The Anatomy of Successful Cyber Attacks

by Joseph Raczynski

Preparation for cyberattacks on your network requires a fundamental understanding of the complete picture of who has launched the assault.  Steve Surdu of Surdu Consulting, LLP gave the keynote address at ILTA LegalSEC Summit 2015 in Baltimore, MD describing “The Anatomy of Successful Cyber Attacks.”

 

Steve outlined four attacker or threat profile group types; Hacktivists, Criminals, Terrorists, and Nation States.  In the matrix below I break out each section he reviewed into a column view to better understand the who, why, where, motivations, advantages, limitations, and impacts for each group.  I removed the Terrorist group as they tend not to pose a threat to law firms.

 

In summary the table offers an insight into the full anatomy of the threat for law firms.  To mitigate the aforementioned threats, he outlined five key strategies:

  • Awareness: An absolute must is providing education of all parties surrounding the law firm. This includes teaching employees, management, suppliers, and even your clients on the threats that exist, the tactics of the hackers, and the various outcomes from unsafe computing.
  • Visibility: Never assume that you will know everything that is happening on your network. Keep an inventory of assets, logs and all alerts which when gathered together creates actionable intelligence.
  • Focus: Law firms must think how the hackers attack, so avoid misplaced faith in compliance alone.
  • Operational Expediency: Firms should make reasonable operational and security trade-offs. That is, do not spend all of your time on areas with little benefit, like patches for little used systems.  Prioritize on the biggest impact items first.
  • Priorities: The most valuable time spent on cybersecurity is spent on people and process over technology.

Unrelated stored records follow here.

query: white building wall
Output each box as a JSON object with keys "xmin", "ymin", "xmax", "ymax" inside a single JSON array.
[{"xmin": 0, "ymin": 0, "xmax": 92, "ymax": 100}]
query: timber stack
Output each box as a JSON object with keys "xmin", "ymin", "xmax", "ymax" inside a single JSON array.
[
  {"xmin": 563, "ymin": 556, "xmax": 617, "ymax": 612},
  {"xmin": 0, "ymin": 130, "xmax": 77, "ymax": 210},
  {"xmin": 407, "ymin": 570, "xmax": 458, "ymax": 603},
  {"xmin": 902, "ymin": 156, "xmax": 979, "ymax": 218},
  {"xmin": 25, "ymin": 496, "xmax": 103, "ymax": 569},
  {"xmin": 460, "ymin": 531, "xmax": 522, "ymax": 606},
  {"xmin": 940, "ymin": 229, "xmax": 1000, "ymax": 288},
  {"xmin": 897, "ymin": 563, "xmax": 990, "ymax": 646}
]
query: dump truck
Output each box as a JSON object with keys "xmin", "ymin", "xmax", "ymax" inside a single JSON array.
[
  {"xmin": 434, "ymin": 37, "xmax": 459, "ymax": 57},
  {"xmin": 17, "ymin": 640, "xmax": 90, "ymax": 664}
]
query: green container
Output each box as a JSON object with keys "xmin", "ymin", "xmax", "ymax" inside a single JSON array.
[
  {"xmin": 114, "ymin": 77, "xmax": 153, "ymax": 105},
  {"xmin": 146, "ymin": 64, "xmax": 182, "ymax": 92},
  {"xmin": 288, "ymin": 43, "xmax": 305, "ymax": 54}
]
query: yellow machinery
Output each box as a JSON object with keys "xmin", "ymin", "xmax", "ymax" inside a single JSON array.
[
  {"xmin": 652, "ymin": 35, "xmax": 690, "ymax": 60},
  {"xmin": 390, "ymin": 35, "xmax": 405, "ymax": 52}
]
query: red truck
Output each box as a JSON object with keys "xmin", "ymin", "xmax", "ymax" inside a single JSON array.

Wrapping up his discussion, he touched on cybersecurity in three areas pertinent to law firms; mobile, Cloud, and eDiscovery.

 

Mobile Technology:

At this juncture, mobile devices do not pose a significant attack vector for large law firms.  The real risk is one-offs including physical loss of the device, or exposure to data stored on the unit.  Firms should remain vigilant by using encryption, password protection, and provide remote wiping on demand.  Lastly he mentioned that Android remains a target.

 

Cloud:

The Cloud is intriguing from a security perspective.  It provides familiar components to on-prem issues, but is outsourced.  What that means is that the same predicaments arise but since a different operator is in the equation, it can be more complex.  Surdu recommends to counter this threat by vetting your Cloud vendor carefully to manage your risk.

 

eDiscovery:

Similar to the Cloud, eDiscovery invokes the same issues that it does externally as it would internally.  When you use hosted services those services have to be vetted for controlled access, general integrity, encryption were necessary and to assure that privacy laws are being followed.  He recommends that firms use familiar and consistent platforms when possible.

 

In his parting thoughts, he focused on several salient points.  While difficult, attempt to retain key players for your firm security.  A revolving door in the Information Security department is ripe for attacks.  Create a process to track key information and assets.  By having these procedures in place the firm will know the who, what, where and when of deflecting cyber-attacks.  Work to cultivate and maintain senior management to establish a sense of normalcy.  Often hackers go after newer management because they are less likely to know systems and process.  He also stressed that your best adversaries understand that details matter.  “You should focus on the little things, because if you cannot get that right you will not get the bigger things.”  Lastly he ended with a push for firms to concentrate on finishing security projects because that is much more important than simply starting them.